Jacopo Tintoretto (1518-1594) is an ambiguous figure in the history of art. His radically unorthodox paintings are not readily classifiable, and although he was Venetian by birth, his claim to be truly a member of the Venetian School has often been doubted. As a youth, he was rejected early on from the workshop of the great Titian, who was accepted then, as now, as the quintessential Venetian painter. In the long career that nonetheless followed, Tintoretto abandoned the humanist narratives and sensual colour values typical of Titian's work in favour of a renewed concentration on core Christian subjects. He painted these in a chiaroscuro-based style using a rough and abbreviated technique.

Writers such as Giorgio Vasari and John Ruskin interpreted Tintoretto's opposition to the artistic practice of his time as an aspect of personal eccentricity or spirituality.
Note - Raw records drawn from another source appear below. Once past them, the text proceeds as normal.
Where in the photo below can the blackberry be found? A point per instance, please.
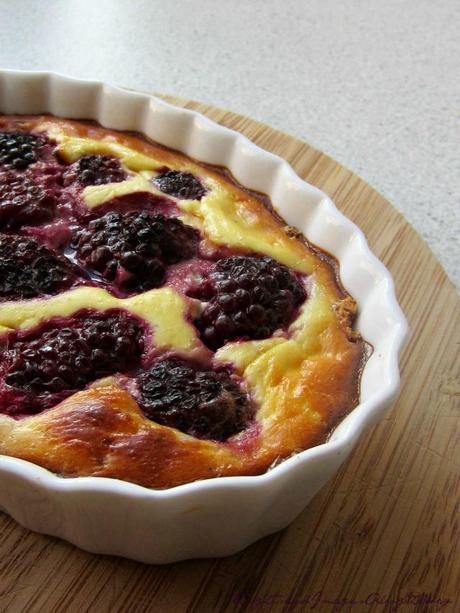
(180, 185)
(64, 356)
(95, 170)
(28, 269)
(203, 403)
(19, 150)
(131, 249)
(247, 297)
(26, 199)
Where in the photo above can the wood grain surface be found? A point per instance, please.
(385, 530)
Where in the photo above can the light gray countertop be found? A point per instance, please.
(374, 84)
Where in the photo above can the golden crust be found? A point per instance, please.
(303, 383)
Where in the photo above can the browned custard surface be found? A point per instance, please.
(158, 322)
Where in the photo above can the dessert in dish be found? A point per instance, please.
(159, 323)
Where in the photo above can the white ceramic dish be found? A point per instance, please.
(219, 516)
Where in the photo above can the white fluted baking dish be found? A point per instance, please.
(222, 515)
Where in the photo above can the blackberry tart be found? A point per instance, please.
(159, 323)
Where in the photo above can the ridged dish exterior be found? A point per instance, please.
(222, 515)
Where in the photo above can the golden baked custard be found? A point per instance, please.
(159, 323)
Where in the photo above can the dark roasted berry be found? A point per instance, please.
(28, 269)
(131, 249)
(180, 185)
(247, 297)
(19, 150)
(203, 403)
(95, 170)
(26, 199)
(64, 356)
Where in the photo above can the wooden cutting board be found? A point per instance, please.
(386, 528)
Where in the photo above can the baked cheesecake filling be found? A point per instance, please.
(150, 302)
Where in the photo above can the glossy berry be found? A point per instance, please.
(180, 185)
(203, 403)
(131, 249)
(26, 199)
(19, 150)
(28, 269)
(247, 297)
(95, 170)
(66, 356)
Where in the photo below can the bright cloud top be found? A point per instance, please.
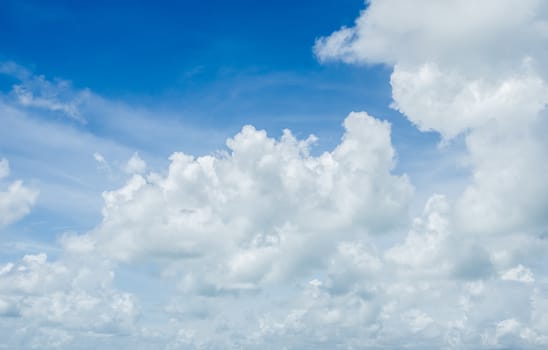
(267, 246)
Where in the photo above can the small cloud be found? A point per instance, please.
(35, 91)
(519, 274)
(135, 165)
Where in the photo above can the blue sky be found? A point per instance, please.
(160, 187)
(193, 65)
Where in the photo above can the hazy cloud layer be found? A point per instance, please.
(267, 246)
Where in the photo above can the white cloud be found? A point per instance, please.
(267, 246)
(61, 301)
(265, 199)
(35, 91)
(135, 165)
(519, 274)
(4, 168)
(17, 200)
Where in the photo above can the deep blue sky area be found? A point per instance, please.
(150, 47)
(178, 76)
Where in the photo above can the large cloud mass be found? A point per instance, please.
(268, 246)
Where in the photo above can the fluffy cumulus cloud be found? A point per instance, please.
(16, 200)
(476, 71)
(266, 245)
(47, 304)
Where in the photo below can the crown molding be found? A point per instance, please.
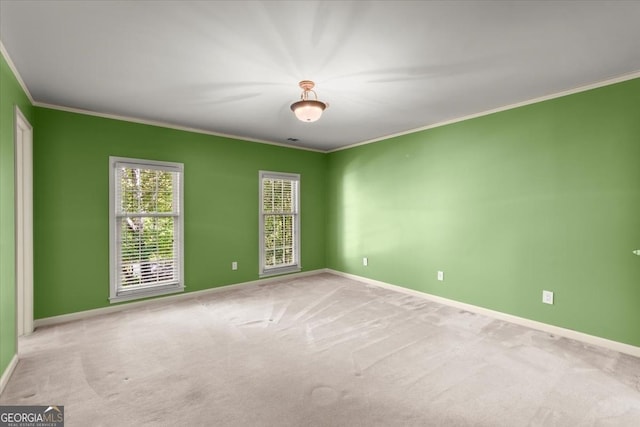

Jean-Paul Sartre saw the painter as 'the son of an artisan...attacking the patrician aesthetics of fixity and being'. These oversimplified and ahistorical interpretations suggest that Tom Nichols's re-assessment of Tintoretto's place in the history of art is long overdue. This lavish book, featuring the recently renovated cycle of paintings Tintoretto executed for the Scuola di San Rocco, shows that the artist sought to create an up-to-date approach to painting and an artistic manner which, for all its sophistication and originality, was intended to appeal in the first instance to the shared emotions of the widest-possible viewing audience of his time.